今年4月に発売され、当然のごとくベストセラー街道を独走した村上春樹9年ぶりの短編集、『女のいない男たち』。賛否がはっきりわかれた1年前の長編『色彩をもたない多崎つくると、彼の巡礼の年』に比べるとコアなハルキストにもそうでない人にもすんなり受け入れられた感がある。しかしこの作品こそ、「ニュー村上春樹」の出発点となるだろうと『謎の村上春樹』の著者、助川幸逸郎氏は分析する。

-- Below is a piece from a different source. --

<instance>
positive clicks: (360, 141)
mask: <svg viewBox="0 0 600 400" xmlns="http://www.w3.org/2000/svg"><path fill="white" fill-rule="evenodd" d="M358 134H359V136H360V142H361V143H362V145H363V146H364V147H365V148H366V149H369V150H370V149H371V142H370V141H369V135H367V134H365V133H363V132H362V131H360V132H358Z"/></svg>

そのこころは……。
「女のいない男たち」ばかり書いてきたのに
『女のいない男たち』は、村上春樹にとって9年ぶりの短編集です。彼の著作としてはめずらしく、この本には「まえがき」があり、そこにはこんな一節が見えます。
本書のモチーフはタイトルどおり「女のいない男たち」だ。(中略)いろんな事情で女性に去られてしまった男たち、あるいは去られようとしている男たち。
どうしてそんなモチーフに僕の創作意識が絡め取られてしまったのか(絡め取られたというのがまさにぴったりの表現だ)、僕自身にもその理由はよくわからない。そういう具体的な出来事が最近、自分の身に実際に起こったわけではないし(ありがたいことに)、身近にそんな実例を目にしたというわけでもない。ただそういう男たちの姿や心情を、どうしてもいくつかの異なった物語のかたちにパラフレーズし、敷衍してみたかったのだ。
私は、これを読んでびっくりしました。彼のデビュー作である『風の歌を聴け』は、恋人に自殺されてしまった学生が主人公です。『羊をめぐる冒険』は、妻と主人公の別れのシーンで幕を開けます。最後にヒロインが自殺する『ノルウェイの森』。主人公が失踪した妻を取りもどすまでを描いた『ねじまき鳥クロニクル』。春樹はくり返し、「女性に去られてしまった男たち、あるいは去られようとしている男たち」の物語を紡いできました。
にもかかわらずここでは、「女のいない男たち」というテーマに、今になって取りつかれたかのように書かれています。自分のしてきたことにそこまで無頓着な人物は、職業小説家としてやっていけないはずです。私はこの「まえがき」を最初に目にしたとき、春樹がどういうつもりでこれを誌したのか、理解できませんでした。